米CIA長官はプーチン氏に報告されていないロシアの損害に関するデータをクレムリンに伝達=報道

米ニューヨークタイムズは、ラトクリフ米中央情報局(CIA)長官が最近のモスクワ訪問中、対ウクライナ戦争におけるロシアの実際の状況についての芳しくないデータを露連邦保安庁(FSB)長官に伝え、さらに悪化する前に平和協定に合意するよう呼びかけたと報じた。

ラトクリフCIA長官のモスクワ訪問の理由に関して、現・元米政府高官の発言を引用する形でニューヨークタイムズが記事を掲載した

ニューヨークタイムズの取材相手たちによると、CIAは、プーチン氏が自身の顧問たちから戦争の推移やロシアの損害についての正確な情報を得ているかを疑っているという。

ラトクリフ氏は、複雑な軍事的・経済的状況を考慮すると、ロシアには戦争終結に関する真剣な交渉を開始すべき時が来ていることをボルトニコフ露FSB長官に対し示唆したという。

同時に記事には、ラトクリフ氏は、プーチン氏が米国の情報機関の評価を無視し、戦争を継続することを決めた場合の米国側のあり得る影響については、いかなる脅迫や警告も伝えなかったと書かれている。

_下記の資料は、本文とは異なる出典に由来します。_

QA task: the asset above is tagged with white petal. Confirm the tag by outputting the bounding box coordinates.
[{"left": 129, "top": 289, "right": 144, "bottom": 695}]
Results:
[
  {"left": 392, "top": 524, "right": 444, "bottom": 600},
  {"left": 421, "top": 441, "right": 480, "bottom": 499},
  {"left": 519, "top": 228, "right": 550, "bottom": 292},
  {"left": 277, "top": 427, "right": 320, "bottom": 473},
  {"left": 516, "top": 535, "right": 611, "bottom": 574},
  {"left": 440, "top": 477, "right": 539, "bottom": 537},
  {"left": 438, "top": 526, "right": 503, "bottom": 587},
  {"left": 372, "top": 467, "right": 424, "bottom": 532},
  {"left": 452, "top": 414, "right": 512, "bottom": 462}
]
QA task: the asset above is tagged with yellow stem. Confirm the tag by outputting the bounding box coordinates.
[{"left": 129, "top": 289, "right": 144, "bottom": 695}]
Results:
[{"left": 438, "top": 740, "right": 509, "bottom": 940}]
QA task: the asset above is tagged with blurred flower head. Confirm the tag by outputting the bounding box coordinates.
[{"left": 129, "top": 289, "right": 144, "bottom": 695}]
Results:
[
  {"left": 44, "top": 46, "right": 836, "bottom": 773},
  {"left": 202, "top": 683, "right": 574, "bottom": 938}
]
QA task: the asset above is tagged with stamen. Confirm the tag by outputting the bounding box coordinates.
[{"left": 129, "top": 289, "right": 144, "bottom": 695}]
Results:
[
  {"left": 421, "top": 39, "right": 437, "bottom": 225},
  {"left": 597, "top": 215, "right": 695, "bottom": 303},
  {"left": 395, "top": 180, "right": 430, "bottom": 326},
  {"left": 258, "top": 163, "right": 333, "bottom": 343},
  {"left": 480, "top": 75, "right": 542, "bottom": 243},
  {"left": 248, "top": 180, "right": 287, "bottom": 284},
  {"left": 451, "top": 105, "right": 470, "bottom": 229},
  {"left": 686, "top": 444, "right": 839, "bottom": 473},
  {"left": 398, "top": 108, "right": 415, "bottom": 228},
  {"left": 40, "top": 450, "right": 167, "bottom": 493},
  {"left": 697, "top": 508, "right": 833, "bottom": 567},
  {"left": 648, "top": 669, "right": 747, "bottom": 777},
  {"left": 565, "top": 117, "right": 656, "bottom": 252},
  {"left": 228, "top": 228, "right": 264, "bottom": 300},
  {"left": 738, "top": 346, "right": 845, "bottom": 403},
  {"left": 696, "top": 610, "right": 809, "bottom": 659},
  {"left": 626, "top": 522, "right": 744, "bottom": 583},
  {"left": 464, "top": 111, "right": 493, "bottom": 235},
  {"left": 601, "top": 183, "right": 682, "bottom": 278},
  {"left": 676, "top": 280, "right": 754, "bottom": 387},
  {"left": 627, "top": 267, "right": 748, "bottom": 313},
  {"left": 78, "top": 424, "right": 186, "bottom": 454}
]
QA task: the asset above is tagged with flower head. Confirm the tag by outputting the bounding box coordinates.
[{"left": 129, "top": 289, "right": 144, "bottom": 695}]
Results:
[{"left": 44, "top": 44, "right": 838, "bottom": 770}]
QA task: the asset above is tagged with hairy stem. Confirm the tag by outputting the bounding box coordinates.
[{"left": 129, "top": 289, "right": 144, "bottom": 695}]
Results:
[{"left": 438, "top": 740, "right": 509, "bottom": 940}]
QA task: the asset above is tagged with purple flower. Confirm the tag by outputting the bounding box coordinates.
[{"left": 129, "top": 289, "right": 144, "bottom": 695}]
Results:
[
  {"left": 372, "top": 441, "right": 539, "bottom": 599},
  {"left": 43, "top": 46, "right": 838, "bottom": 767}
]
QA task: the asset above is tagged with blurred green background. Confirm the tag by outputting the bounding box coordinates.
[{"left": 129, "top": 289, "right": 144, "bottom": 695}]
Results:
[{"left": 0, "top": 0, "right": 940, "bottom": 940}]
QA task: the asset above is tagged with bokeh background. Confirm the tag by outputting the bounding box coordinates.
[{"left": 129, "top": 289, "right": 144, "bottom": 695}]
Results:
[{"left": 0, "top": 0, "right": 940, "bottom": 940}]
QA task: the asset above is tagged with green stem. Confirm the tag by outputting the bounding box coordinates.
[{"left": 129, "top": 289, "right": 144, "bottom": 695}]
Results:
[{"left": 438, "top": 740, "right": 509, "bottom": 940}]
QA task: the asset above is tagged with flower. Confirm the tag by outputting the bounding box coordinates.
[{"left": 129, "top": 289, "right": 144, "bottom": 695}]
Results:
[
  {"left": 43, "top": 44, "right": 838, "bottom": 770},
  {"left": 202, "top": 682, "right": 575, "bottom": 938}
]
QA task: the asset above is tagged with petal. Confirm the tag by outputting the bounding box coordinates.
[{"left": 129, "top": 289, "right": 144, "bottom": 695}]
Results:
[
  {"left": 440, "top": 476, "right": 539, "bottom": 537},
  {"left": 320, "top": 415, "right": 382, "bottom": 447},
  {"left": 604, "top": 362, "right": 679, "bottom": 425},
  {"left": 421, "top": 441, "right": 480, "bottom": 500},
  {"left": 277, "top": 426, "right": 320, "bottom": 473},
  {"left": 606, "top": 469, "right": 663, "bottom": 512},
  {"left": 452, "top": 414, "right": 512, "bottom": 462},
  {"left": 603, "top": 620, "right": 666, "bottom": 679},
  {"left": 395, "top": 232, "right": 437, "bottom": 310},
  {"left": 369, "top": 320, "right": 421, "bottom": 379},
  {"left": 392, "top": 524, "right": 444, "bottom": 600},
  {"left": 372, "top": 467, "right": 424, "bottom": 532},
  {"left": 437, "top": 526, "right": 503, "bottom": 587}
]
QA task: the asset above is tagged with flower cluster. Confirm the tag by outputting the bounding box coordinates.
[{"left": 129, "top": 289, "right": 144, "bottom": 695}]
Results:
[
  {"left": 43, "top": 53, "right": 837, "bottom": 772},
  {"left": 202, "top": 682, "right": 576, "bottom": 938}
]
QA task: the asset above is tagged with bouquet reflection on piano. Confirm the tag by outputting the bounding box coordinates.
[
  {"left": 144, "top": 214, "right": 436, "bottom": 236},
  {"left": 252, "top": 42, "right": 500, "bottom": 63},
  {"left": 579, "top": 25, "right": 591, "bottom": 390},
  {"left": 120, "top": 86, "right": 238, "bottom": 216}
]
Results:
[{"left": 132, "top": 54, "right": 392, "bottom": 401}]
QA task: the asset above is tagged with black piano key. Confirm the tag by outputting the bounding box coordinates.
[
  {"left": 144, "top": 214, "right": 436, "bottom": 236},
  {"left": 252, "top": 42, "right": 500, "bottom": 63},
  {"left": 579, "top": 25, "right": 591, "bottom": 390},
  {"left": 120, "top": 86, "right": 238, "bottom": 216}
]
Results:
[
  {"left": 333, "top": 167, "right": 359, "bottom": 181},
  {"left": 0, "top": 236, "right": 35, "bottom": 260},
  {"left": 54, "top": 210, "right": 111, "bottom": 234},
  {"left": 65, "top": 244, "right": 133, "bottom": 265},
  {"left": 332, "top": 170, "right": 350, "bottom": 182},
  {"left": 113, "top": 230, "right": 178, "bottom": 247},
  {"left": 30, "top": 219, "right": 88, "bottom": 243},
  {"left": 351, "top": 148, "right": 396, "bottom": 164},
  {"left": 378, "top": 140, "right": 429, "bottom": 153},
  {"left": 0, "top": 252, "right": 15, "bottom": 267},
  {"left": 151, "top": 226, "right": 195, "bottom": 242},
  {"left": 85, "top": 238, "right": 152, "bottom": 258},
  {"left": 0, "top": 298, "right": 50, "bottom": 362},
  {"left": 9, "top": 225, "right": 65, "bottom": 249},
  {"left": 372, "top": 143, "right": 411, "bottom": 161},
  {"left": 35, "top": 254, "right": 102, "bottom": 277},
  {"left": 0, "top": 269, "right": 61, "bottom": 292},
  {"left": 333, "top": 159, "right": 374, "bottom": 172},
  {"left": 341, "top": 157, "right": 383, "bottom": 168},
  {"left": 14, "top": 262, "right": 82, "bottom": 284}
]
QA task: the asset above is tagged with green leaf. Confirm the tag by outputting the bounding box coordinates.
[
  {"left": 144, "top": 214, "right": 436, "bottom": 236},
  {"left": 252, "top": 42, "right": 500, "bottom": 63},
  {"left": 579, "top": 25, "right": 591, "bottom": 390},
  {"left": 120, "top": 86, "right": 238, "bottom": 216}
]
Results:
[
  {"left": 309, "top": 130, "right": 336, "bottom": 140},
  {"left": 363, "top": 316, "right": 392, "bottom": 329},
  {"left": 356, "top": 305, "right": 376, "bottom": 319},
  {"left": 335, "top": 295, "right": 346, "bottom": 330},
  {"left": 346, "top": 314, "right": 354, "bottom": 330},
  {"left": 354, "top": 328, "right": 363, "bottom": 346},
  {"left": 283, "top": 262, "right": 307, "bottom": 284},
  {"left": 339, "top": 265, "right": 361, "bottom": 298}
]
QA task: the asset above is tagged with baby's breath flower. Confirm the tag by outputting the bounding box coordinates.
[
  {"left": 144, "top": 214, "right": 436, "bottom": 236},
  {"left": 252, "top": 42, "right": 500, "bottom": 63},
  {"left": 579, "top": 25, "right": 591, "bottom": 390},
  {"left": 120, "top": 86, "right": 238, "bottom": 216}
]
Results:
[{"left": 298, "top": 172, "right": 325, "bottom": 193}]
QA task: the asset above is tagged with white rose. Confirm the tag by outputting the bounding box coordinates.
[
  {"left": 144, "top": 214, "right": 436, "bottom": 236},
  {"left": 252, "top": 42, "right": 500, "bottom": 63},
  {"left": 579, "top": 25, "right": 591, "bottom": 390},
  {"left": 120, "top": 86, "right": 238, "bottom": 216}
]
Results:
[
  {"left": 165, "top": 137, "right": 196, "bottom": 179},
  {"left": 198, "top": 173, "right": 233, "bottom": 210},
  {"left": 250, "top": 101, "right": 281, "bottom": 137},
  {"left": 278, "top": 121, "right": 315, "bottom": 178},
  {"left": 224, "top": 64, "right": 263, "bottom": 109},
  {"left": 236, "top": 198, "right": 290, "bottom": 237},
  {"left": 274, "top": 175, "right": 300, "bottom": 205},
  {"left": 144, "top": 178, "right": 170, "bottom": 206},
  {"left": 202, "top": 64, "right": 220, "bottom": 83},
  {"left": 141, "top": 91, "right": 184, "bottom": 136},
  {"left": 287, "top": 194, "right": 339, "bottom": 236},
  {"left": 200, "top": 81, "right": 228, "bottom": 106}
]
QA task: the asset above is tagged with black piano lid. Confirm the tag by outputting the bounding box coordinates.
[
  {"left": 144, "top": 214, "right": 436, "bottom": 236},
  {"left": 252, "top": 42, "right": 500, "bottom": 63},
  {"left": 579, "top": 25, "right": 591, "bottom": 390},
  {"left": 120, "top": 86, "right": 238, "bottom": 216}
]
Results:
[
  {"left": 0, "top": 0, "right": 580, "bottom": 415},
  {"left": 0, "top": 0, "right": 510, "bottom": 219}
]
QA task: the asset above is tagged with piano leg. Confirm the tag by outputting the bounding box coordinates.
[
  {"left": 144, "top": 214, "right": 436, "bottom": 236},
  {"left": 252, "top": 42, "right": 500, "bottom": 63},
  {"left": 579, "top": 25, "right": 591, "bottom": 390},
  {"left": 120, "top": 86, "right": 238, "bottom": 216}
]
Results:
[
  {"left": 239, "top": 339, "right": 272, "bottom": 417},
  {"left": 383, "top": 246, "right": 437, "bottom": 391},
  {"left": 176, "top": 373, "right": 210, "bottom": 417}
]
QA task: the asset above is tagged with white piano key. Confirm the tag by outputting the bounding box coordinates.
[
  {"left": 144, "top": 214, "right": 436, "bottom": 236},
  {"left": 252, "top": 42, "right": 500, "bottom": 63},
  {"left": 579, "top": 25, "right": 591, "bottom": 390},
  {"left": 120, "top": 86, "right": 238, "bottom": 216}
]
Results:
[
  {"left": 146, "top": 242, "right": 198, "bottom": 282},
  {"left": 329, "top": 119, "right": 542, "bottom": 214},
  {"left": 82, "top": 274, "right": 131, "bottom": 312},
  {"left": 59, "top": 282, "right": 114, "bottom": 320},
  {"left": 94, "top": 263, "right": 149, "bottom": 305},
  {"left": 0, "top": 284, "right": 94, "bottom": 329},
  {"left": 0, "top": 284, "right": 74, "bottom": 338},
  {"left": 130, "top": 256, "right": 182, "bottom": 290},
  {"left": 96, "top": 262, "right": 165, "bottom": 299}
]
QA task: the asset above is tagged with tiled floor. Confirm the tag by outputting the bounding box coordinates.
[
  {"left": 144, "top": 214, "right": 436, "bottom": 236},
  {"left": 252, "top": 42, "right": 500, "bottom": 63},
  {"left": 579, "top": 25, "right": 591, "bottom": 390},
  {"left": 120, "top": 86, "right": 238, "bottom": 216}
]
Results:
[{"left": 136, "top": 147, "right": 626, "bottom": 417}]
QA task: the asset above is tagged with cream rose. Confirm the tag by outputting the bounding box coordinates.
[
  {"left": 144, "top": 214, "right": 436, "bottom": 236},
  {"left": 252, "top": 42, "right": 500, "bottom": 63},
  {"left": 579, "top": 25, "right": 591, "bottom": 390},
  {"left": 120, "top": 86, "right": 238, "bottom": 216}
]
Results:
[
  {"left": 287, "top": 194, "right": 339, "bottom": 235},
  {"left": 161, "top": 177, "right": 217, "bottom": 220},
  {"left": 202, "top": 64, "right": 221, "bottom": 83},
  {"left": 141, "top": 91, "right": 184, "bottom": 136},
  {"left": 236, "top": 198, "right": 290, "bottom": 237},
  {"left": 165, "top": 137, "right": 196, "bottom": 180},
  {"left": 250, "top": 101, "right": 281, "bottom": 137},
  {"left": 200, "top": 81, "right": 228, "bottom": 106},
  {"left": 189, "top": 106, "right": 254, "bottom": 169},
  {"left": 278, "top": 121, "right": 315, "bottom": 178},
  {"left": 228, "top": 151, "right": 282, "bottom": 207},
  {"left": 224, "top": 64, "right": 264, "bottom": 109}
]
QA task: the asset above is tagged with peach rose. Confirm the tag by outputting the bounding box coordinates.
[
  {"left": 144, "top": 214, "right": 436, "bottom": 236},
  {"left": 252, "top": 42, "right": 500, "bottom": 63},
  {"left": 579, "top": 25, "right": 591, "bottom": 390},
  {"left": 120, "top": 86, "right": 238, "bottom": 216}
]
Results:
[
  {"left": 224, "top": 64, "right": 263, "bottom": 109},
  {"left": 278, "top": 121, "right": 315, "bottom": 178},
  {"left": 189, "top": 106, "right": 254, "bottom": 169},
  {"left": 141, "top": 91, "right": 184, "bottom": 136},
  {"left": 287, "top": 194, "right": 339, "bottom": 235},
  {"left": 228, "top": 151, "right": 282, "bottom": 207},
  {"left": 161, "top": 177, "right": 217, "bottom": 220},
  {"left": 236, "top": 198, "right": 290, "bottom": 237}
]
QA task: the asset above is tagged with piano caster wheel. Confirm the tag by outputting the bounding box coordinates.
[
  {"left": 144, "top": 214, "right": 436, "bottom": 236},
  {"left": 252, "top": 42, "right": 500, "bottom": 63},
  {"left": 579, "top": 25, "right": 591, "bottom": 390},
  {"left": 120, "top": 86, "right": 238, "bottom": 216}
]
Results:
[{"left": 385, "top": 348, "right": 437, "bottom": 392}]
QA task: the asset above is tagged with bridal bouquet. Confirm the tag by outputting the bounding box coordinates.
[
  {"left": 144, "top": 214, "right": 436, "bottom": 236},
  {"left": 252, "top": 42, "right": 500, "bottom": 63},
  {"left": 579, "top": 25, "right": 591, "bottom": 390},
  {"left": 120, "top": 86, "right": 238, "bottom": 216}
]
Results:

ニューヨークタイムズはまた、ラトクリフ氏とボルトニコフ氏の間の連絡ルートは、トランプ政権の他の人物のクレムリン代表者たちとの接触、とりわけウィトコフ大統領特別代表やその義理の息子であるクシュナー氏の仲介による接触と並行して機能していると指摘している。

一部の米政権高官たちは、自身も情報機関で働いていたプーチン氏が、通常の外交ルートを通じて届く場合よりも、CIA長官からのメッセージをより緊急で信頼できるものとして受け取ることを期待しているという。

ニューヨークタイムズは、戦場でのロシアの攻勢は停止しており、ロシア軍は著しい損害を被っていると記述しており、7月にラトクリフ氏が公の場で「前線におけるロシア軍兵士の生存期間は35分未満だ」と発言していたことを喚起している。

ラトクリフ氏はまた、自身がCIA長官の役職で活動した過去18か月間で、ロシアはウクライナの領土の約1%しか占領していないと指摘。そして攻勢の大部分は、ウクライナによる無人機の効果的な運用によって阻まれたとも言及していた。

ニューヨークタイムズによれば、ラトクリフ氏は、ボルトニコフ氏との会談の前に、ウクライナの同僚たちと話し合い、訪問ではロシアの立場を明らかにするのであって、ウクライナ側の譲歩に関してはいかなる交渉も行わないと確約していたという。

ラトクリフ氏とボルトニコフ氏は、過去の接触では被拘束者交換の詳細について合意していたが、今週両者はモスクワで初の直接対面会談を行った。